As I was biding my time, waiting for the NHL’s offseason to end, I had the chance to revisit a favorite visualization of mine, the Map of Github.

The visualization is generated by clustering all github repositories based on how similar they are and then creating a fake map from those clusters. I love it for 2 really simple reasons:

  1. I think it’s a really unique idea
  2. It’s just fun

And so I set about re-creating it, but with an NHL spin.

Getting Started

The Map of Github is broken down into Continents, Countries, and Cities. I wanted to keep the same spirit of these groupings and then sub-groupings of the data but I had to figure out how to apply that to goals in the NHL.

Every goal can just be thought of as a vector, where each number in the vector corresponds to an attribute.
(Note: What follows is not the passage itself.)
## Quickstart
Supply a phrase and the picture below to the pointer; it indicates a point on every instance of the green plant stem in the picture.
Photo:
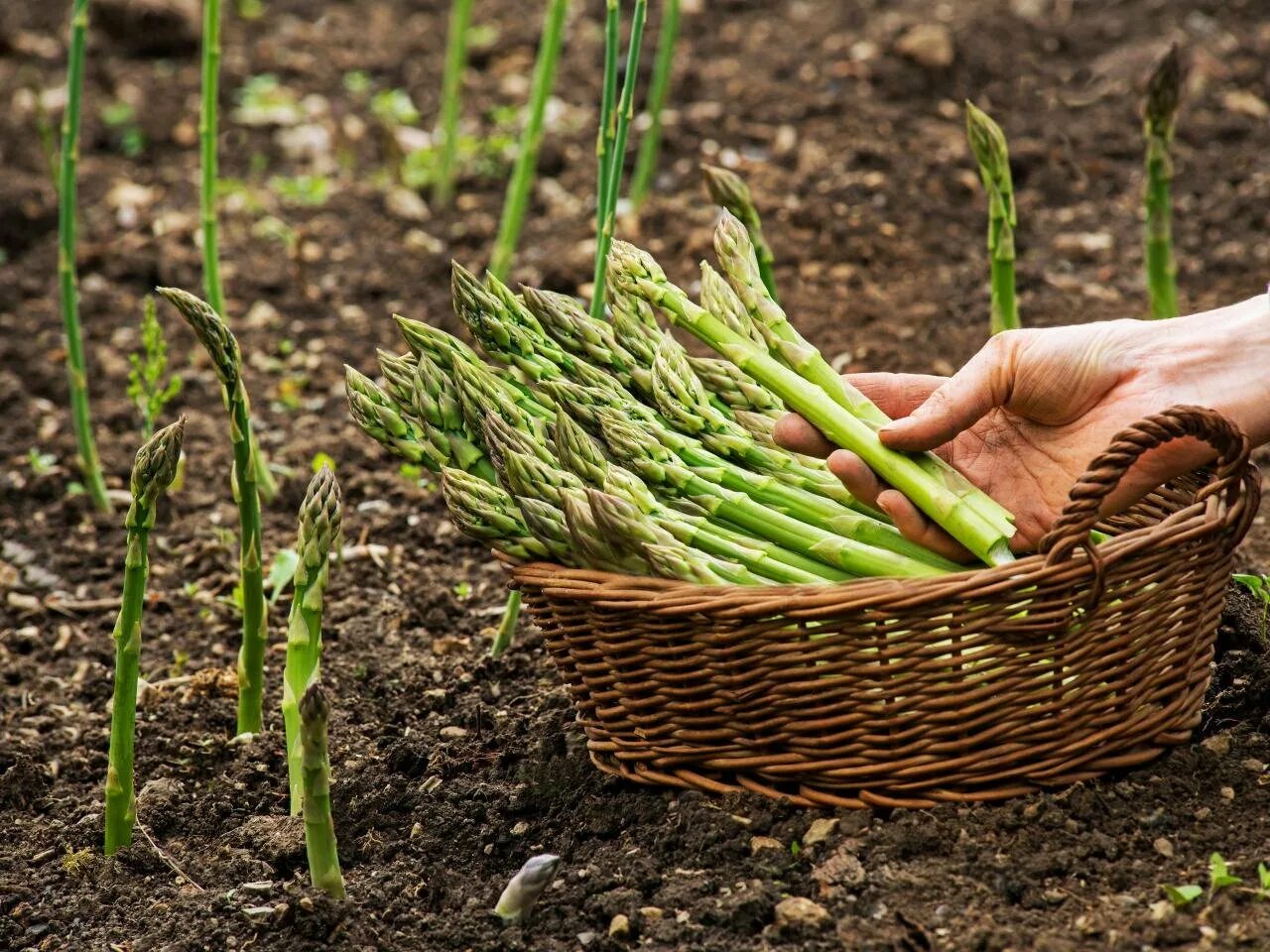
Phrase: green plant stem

All that was left was just determining what attributes of the goal I wanted to use. I have a lot of experience with hockey data so I felt pretty confident in using:

  • x coordinate
  • y coordinate
  • period
  • period time
  • team score
  • opponent score
  • shot type
  • game state
  • player id
  • team id
  • goalie id

Now that I had my vector, I had to figure out how to re-create the layers of groupings. The lowest level is always the object that is being compared so I knew my Cities would be the goals themselves. To get to Continents and Countries, I decided to perform multiple layers of clustering. Looking at the variables, each could be sort of grouped into the type of information it was providing about the goal. There were variables giving shot context, game context, and player context. I decided to just go with that

  • Shot context == Continents
  • Game context == Countries
  • Players Involved == ?
  • Goals == Cities

The player information really didn’t fit into an existing “level” from the original idea but I knew I really wanted to include that information because I had it and I thought it would be fun to see if there were any goals scored by the same player/goalie combinations. With the geographic metaphor starting to break down, I turned towards astronomy. I needed a concept with more layers of hierarchy and astronomy fit that mold really well. A universe of galaxies, clusters, and solar systems felt like a much better fit for the different contexts of the data and conveniently had its own unique way of being visualized in star charts. The vision really started to come together in my head. My newly inspired clusters now looked like:

  • Shot context == Galaxies
  • Game context == Clusters
  • Players Involved == Solar Systems
  • Goals == Stars

Clustering NHL Goals

With the overall context figured out and the data gathered, I just had to cluster the data! If only it were that easy… I ended up going through a lot of trial and error. I spent a lot of time messing around with different algorithms but no matter what I tried I couldn’t get anything to look decent. No matter what algorithm I tried, I just wasn’t getting clearly defined clusters.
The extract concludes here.